Just out of curiosity, we have another problem that doesn't look too dissimilar that was reported recently. Would you mind applying the following patch to your stripe-php and seeing if it fixes the problem for you?

diff --git a/lib/HttpClient/CurlClient.php b/lib/HttpClient/CurlClient.php
index a8c8877..d42f9c0 100644
--- a/lib/HttpClient/CurlClient.php
+++ b/lib/HttpClient/CurlClient.php
@@ -151,37 +151,7 @@ class CurlClient implements ClientInterface
             $opts[CURLOPT_SSL_VERIFYPEER] = false;
         }

-        // @codingStandardsIgnoreStart
-        // PSR2 requires all constants be upper case. Sadly, the CURL_SSLVERSION
-        // constants to not abide by those rules.
-        //
-        // Explicitly set a TLS version for cURL to use now that we're starting
-        // to block 1.0 and 1.1 requests.
-        //
-        // If users are on OpenSSL >= 1.0.1, we know that they support TLS 1.2,
-        // so set that explicitly because on some older Linux distros, clients may
-        // default to TLS 1.0 even when they have TLS 1.2 available.
-        //
-        // For users on much older versions of OpenSSL, set a valid range of
-        // TLS 1.0 to 1.2 (CURL_SSLVERSION_TLSv1).
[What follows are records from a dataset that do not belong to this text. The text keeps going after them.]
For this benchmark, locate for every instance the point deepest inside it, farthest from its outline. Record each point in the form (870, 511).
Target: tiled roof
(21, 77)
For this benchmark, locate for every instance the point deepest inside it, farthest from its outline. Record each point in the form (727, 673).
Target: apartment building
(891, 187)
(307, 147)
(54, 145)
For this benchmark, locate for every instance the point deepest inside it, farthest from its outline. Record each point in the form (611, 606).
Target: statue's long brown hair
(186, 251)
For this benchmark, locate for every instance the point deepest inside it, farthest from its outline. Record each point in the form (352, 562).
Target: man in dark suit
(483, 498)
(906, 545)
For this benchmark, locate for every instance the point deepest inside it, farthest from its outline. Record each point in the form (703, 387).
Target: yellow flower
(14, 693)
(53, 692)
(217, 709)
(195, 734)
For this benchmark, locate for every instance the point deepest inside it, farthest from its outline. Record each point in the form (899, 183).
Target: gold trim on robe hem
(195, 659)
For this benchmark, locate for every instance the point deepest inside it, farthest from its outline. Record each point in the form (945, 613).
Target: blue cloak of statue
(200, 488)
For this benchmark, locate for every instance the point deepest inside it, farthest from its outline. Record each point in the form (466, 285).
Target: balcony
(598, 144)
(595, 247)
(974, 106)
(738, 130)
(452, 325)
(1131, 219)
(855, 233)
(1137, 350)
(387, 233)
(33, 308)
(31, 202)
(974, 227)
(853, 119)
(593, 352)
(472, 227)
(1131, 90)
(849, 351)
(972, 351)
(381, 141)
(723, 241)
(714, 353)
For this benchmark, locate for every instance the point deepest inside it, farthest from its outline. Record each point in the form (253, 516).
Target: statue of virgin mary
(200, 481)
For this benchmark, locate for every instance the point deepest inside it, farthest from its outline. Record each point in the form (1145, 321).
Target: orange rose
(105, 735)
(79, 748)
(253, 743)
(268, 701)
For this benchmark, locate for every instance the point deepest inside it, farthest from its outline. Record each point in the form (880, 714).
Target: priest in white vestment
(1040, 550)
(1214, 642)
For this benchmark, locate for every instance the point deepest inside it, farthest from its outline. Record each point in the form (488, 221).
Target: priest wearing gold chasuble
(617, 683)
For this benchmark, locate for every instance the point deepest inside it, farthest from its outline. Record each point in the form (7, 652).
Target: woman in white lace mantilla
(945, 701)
Note that this may result in
-        // their requests being blocked unless they're specially flagged into
-        // being able to use an old TLS version.
-        //
-        // Note: The int on the right is pulled from the source of OpenSSL 1.0.1a.
-        if (OPENSSL_VERSION_NUMBER >= 0x1000100f) {
-            if (!defined('CURL_SSLVERSION_TLSv1_2')) {
-                // Note the value 6 comes from its position in the enum that
-                // defines it in cURL's source code.
-                define('CURL_SSLVERSION_TLSv1_2', 6); // constant not defined in PHP < 5.5
-            }
-            $opts[CURLOPT_SSLVERSION] = CURL_SSLVERSION_TLSv1_2;
-        } else {
-            if (!defined('CURL_SSLVERSION_TLSv1')) {
-                define('CURL_SSLVERSION_TLSv1', 1); // constant not defined in PHP < 5.5
-            }
-            $opts[CURLOPT_SSLVERSION] = CURL_SSLVERSION_TLSv1;
-        }
-        // @codingStandardsIgnoreEnd
+        $opts[CURLOPT_SSLVERSION] = CURL_SSLVERSION_TLSv1;

         curl_setopt_array($curl, $opts);
         $rbody = curl_exec($curl);

[brandur]

Oh and oops — I didn't refresh this page before responding, please try @remistr's script first :)

[robertkent87]

Thanks for the suggestions. Fortunately my hosting provider has made some updates and restarted apache and it all seems to be working fine so it's not an issue with the library.

Thanks for the quick response.

[brandur]

@robertkent87 Awesome to hear. Thanks for checking back in.